INTRODUCTION
Non-penetrating deep sclerectomy (DS) is a glaucoma surgery that aims to minimize the complications of trabeculectomy (TRAB), which often arise due to penetration of the anterior chamber. Nevertheless, excessive cicatrization of the surgical site may also limit the success rates of DS(3). The fibrosis of subconjunctival tissues is considered to be the leading cause of failure of glaucoma surgery. This problem is mitigated by using mitomycin C (MMC) and 5-fluorouracil (5-FU) as adjunctive treatments(1). However, complications frequently occur with these therapies, prompting investigation into alternative drugs for managing post-operative failure(1,2).
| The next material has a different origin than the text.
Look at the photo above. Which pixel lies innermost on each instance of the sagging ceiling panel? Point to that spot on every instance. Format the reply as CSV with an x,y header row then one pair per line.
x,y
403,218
Therapies that have been investigated in an attempt to minimize the adverse effects of using MMC and 5-FU include the administration of bevacizumab [monoclonal antibody directed to vascular endothelial growth factor (VEGF); Avastin® Genentech, San Francisco, California, USA](4) and methylcellulose(5) into the subconjunctival space. Bevacizumab may enhance the outcomes of glaucoma filtration surgery because VEGF is not only involved in angiogenesis but has been shown to display direct activity on fibroblast-related healing processes(6). As a potential way to improve surgical success, prolonging the bioavailability of bevacizumab using slow delivery systems could result in improved outcomes compared with isolated bevacizumab eye injections. We have recently shown that using implants containing bevacizumab in an experimental glaucoma surgery is feasible, and has promising results(7). Based on the promising findings of using bevacizumab and methylcellulose compounds in glaucoma surgery, we evaluated the safety and feasibility of a bevacizumab-methylcellulose mixture (BMM) as an adjunct therapy to DS.
METHODS
This prospective non-randomized interventional case series followed the principles outlined in the Declaration of Helsinki and was approved by the local Research Ethics Committee (process # 5159/2009). Ten patients diagnosed with primary open-angle glaucoma (POAG) and indicated for glaucoma surgical treatment were included, and observed at the University Hospital of Ribeirão Preto Medical School.
The following diagnostic criteria were used to diagnose POAG: intraocular pressure (IOP) greater than 21 mmHg irrespective of medical treatment, typical glaucomatous changes in the optic disc, and reliable visual field defects compatible with glaucoma in the achromatic perimetry.
All patients who underwent surgery met the following inclusion criteria: age between 18 and 80 years, POAG diagnosis, confirmed evidence of the progression of glaucoma damage, and two IOP measurements higher than the individualized target IOP. Patients were excluded if they had other forms of glaucoma, previous glaucoma filtration surgery, rubeosis iridis, other severe retinal or corneal diseases, well-known history of adverse effects to bevacizumab, or were pregnant or breast feeding women. All patients underwent typical DS, with stripping of the external wall of Schlemm’s canal on the same day(7). At the end of the surgery, the patients received a 0.3 mL subconjunctival injection of BMM (bevacizumab 3.75 mg incorporated into 4% methylcellulose) at the surgical site by the same surgeon (MJLS). BMM was prepared by ultracentrifugation 24 h prior to surgery, in a local compounding pharmacy.
In order to detect free bevacizumab, five 0.5 ml samples of BMM were evaluated by size-exclusion high performance liquid chromatography (HPLC) using 50 µL of BMM with a flow rate of 1.0 mL/min, at 72 h (Waters BioSuite 250, 5 µm, HR SEC - 7.8 × 300 mm, pH 7.4, absorbance at 279 nm)(8). A HPLC column was used in which the mobile phase comprised PBS at a pH of 7.4. An ultraviolet detector (model 2487, Waters, USA) was used at a wavelength of 279 nm, and the area under peak was used to determine the quantity of the drug in the test solution.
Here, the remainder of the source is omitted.